Speaking (Cities / Education)


Idioms & Expressions:

hustle and bustle (noun; describes the energy and movement in a city)

I’m glad I moved to the countryside – I don’t really miss the hustle and bustle of the city.


county girl / city girl (nouns; used to describe someone from the country or the city. For example, if you are from the countryside or rural area, you are a “country girl.” We say “country boy” and “city boy” as well).

I was born and raised in Boston. I’m a city boy.


pass with flying colors (verb; to get a very high mark or score on a test)

He passed the physics test with flying colors.


draw a blank (verb; to be unable to remember a piece of information)

I drew a blank during the history test.


dropout (noun; someone who left school before graduation)

Mark Zuckerberg is a college dropout who founded Facebook.


teacher’s pet (noun; an overly-enthusiastic student who annoys the others in the class)

She’s the teacher’s pet and frequently annoys the other students.


class clown (noun; that refers to a students who is always trying to make everyone in the class laugh)

The class clown might be a little noisy, but we all think he’s funny.


you can’t teach an old dog new tricks (an expression that means it’s very hard to change other people’s habits)

They don’t understand how to write code for this program. You can’t teach an old dog new tricks.


tricks of the trade (noun; refers to the knowledge required to do a certain job)

My uncle is an experienced teacher and he taught me the tricks of the trade.


if you don’t use it, you lose it (this expression refers to not using a muscle or skill for a long time, and then losing competency with it)

Part I: Class Discussion


  1. What kind of place is your town/city?

I come from a small American town by the beach called Hampton, New Hampshire. It’s a small town of about 10,000 people.

  1. What is the most interesting part of your city/town?

Hampton is a tourist town that has a popular music venue called the Hampton Beach Casino Ballroom. A lot of musical acts and comedians come through there and perform.

  1. Has your town/city changed in any way in your life time? [How]

Not really. The beach area has been gentrified a bit, but that’s it.

  1. Would you say your town/city is a good place for young people to live? [Why/ Why not]

It’s quiet and peaceful, but it’s also pretty boring. So I wouldn’t recommend that young people looking for an exciting time live there.

  1. What kind of things do you prefer shopping for?

I like to get new clothes made for my by a tailor. This is exciting for me because I’m really tall, and can’t find things that fit me anywhere.

  1. In what kind of places do you like to go shopping?

I only really go to electronics shops, whenever I want to buy new headphones or I need a new smartphone.

  1. What effect has online shopping had in your country?

It’s slowly destroying the retail industry, as more and more people choose to shop online.

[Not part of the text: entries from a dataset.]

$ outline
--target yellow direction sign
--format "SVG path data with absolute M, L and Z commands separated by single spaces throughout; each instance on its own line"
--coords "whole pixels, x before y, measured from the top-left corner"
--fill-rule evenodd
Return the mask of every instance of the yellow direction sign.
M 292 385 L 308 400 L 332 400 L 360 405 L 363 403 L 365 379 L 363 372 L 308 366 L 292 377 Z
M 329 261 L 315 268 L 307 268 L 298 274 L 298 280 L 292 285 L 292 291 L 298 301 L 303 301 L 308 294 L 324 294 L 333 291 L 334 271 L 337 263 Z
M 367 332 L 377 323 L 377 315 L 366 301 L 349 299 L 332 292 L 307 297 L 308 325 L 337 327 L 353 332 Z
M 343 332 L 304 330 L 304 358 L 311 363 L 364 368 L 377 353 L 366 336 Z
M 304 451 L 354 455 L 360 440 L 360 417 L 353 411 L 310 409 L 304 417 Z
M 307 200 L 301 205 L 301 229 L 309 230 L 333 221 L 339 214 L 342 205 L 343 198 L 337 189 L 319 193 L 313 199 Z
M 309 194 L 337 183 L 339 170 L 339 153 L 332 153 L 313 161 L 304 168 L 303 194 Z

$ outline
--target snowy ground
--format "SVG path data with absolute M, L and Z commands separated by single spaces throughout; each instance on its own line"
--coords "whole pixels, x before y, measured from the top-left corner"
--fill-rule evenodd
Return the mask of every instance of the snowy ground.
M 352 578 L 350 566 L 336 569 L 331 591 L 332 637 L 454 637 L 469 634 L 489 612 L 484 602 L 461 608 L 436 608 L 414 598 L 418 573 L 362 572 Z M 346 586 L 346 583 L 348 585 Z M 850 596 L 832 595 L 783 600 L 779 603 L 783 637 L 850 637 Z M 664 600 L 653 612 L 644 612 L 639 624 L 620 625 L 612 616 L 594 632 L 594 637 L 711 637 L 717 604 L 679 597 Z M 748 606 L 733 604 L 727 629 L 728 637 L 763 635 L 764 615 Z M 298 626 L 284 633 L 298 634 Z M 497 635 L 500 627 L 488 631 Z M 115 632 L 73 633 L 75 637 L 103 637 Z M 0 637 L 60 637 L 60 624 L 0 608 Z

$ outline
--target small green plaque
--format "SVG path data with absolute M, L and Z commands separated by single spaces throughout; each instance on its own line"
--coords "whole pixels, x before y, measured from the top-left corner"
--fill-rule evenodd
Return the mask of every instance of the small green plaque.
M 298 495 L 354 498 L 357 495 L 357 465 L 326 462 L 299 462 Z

  1. What would you recommend tourists to buy from your country? [why?]

Nothing. They should save their money. Souvenirs are too expensive!

Part II: Individual Presentations

Describe a popular teacher that you know. You should say:

What this teacher looks like

What sort of person this teacher is

What this teacher helped you to learn

And explain why this teacher is popular

My sophomore year of high school, I had an English teacher named Mr. Ford. He was an older guy who was pretty funny and always had a twinkle in his eye. We liked him because his lectures were pretty much like standup comedy sets. During his lessons, he’d always have us write in our journals for about 12 minutes on a certain topic, and then he’d pick one of us to share what we wrote with the class. He made writing a fun activity for us. I admire him because he seemed like an eternally optimistic person and a good role model. Unfortunately, he passed away in 2010. His funeral was overflowing with former students. I attended, and found it to be pretty emotional. To this day, he’s truly missed in our community.

Part III: Group Discussion

  1. What can schools do to help children prepare for the next stage of their lives?

Well, the function of a school is to give people the necessary skills to be a productive member of society and work a job that contributes in some way to the community.

  1. What advice would you give to someone who doesn’t like school?

If you don’t have any remarkable talents, then you need to stay in school! Otherwise, you won’t be able to make any money.

  1. What can schools teach children that they can’t learn from their parents?

Almost everything. Schools teach students about history, math, science, and a great number or other subjects that parents are not necessarily experts in.

  1. In general, what opportunities are available to students after they leave school?

Anything they want to do is an option. If you have a BA, then you can get almost any job.

  1. How do you think school life differs from university life?

University life is probably easier because there is less homework and fewer classes.

  1. How important do you think it is for individuals to carry on learning after they have finished school and university?

It’s essential. You should always try to learn and experiment with new things. It’s good for your brain.